In 1958, there were very few Caribbean people living in Newport and many locals were openly racist about taking in Black lodgers, so it was fortunate that Fred was able to move straight into a house in Raglan Street, Pill, with his brother and other Caribbean friends. He paid £1 a week for a bed and shared a room with three others.

It was Fred who ‘kept’ [held] the first reggae party in Newport – selling bottles of beer bought at cost [9d] from Simonds Brewery on Dock Road to partygoers at a profit [1/-].  The reggae records were played on Fred’s brand new radiogram, which had to be plugged into an overhead light bulb socket.

London

In 1961, Fred decided to move to London. His young family followed soon after and Fred and Phyllis married in the capital in 1963.

The couple had a three-tier wedding cake costing £12 – one tier was sent to Jamaica, one to Barbados (Phyllis was Bajan) and the last tier back to Wales for family who hadn’t been able to attend their wedding. Their musical wedding album was £15

Phyllis didn’t like living in London so the couple soon returned to Newport where their second child Angeline was born in 1965.

Back in Newport

Fred soon found work in the new Spencer Works, but the work on the coke over was just as dirty and hot as the railways. It was also dangerous – on several occasions Fred burned his beard.

The Silver Sands

It was Fred’s sister Eulah and her husband James White who set up the now legendary Silver Sands restaurant at 155 Commercial Road, Pill in the early 1970s.

Mrs White, as she was generally known, was working as a cook at Llanwern steelworks and her husband had a job at Uskmouth Power Station.
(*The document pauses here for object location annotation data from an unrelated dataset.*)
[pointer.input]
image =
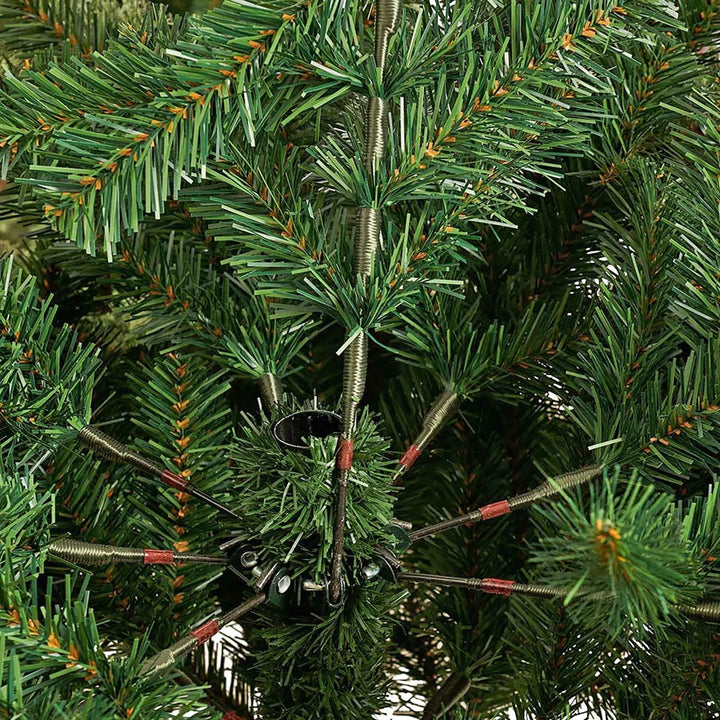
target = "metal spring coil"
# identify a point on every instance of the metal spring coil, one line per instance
(541, 591)
(387, 19)
(109, 448)
(84, 553)
(375, 132)
(271, 390)
(441, 410)
(561, 482)
(354, 372)
(705, 611)
(166, 658)
(368, 235)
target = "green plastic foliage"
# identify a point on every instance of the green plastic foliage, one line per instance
(48, 376)
(623, 558)
(286, 499)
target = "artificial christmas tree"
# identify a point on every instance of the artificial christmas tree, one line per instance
(360, 358)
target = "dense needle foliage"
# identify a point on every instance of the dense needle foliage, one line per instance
(179, 202)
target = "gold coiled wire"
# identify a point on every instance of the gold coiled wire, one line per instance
(561, 482)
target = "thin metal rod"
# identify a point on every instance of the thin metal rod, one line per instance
(705, 610)
(166, 658)
(271, 390)
(546, 491)
(442, 409)
(83, 553)
(108, 448)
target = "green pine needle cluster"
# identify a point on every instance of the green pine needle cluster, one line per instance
(187, 191)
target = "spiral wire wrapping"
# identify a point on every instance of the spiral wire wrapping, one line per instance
(109, 448)
(441, 410)
(271, 390)
(368, 235)
(84, 553)
(354, 372)
(543, 492)
(387, 19)
(705, 611)
(555, 486)
(541, 591)
(375, 132)
(166, 658)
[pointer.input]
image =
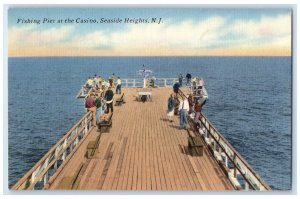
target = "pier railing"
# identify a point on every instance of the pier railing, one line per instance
(238, 171)
(40, 173)
(160, 82)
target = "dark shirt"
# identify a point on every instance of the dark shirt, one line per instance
(176, 87)
(171, 104)
(90, 102)
(197, 107)
(109, 95)
(98, 102)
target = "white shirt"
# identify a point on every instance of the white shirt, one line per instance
(184, 105)
(119, 82)
(201, 82)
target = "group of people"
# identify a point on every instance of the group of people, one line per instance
(185, 105)
(99, 99)
(98, 83)
(188, 78)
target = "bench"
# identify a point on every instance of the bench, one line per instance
(69, 182)
(195, 146)
(92, 147)
(119, 100)
(107, 122)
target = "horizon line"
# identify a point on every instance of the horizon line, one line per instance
(154, 56)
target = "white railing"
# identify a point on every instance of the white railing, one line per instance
(138, 82)
(40, 173)
(238, 171)
(231, 161)
(160, 82)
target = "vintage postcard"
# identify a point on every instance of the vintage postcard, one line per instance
(159, 98)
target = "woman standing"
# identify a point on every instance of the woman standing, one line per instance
(197, 109)
(171, 104)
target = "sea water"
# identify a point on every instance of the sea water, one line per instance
(249, 103)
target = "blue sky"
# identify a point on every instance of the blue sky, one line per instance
(197, 31)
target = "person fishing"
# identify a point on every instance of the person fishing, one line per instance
(171, 105)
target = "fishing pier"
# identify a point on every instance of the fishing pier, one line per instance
(141, 150)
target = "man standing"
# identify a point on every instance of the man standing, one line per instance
(188, 78)
(183, 108)
(90, 105)
(119, 84)
(180, 77)
(109, 94)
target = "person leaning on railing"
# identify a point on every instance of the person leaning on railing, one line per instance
(90, 105)
(109, 94)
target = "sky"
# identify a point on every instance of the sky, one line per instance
(181, 31)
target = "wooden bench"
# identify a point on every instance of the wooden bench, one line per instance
(195, 146)
(92, 147)
(106, 123)
(69, 182)
(119, 100)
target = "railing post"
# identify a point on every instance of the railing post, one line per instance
(234, 171)
(226, 158)
(215, 146)
(86, 126)
(246, 186)
(64, 155)
(55, 165)
(46, 178)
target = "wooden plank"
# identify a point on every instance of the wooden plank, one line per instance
(144, 152)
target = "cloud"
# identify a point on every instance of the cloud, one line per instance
(216, 35)
(27, 37)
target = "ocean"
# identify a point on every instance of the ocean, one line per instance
(249, 103)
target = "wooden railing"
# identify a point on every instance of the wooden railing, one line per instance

The Silver Sands was the first Caribbean restaurant to open in Newport – and Fred was responsible for its name [Silver Sands is the name of a beach in Barbados].

The restaurant was on the ground floor, with a bar on the second floor and dancing in the basement. The living accommodation was on the top floor.

Visitors enjoyed chicken, rice and peas, fish, roast beef and curry then danced to Calypso, blue beat and rumba. 

Despite its popularity with people of all nationalities – including the merchant seamen arriving at Newport Docks – the Silver Sands was a regular target for police raids, including some with police dogs.

Fred believed the raids were discriminatory and wanted to get in touch with the Daily Mirror, however back then, there was no law against racial harassment. His brother-in-law also thought it would make things worse if they publicised what was happening. 

The Silver Sands finally closed after an incident when two policemen claimed they had caught the restaurant selling drinks after hours.  Fred said the allegation was untrue, but James White was subsequently fined £40 for selling alcohol after hours.

Soon after it lost its licence, the Silver Sands closed. Newport’s Caribbean community – and music-lovers from all backgrounds  – had lost their meeting place for good.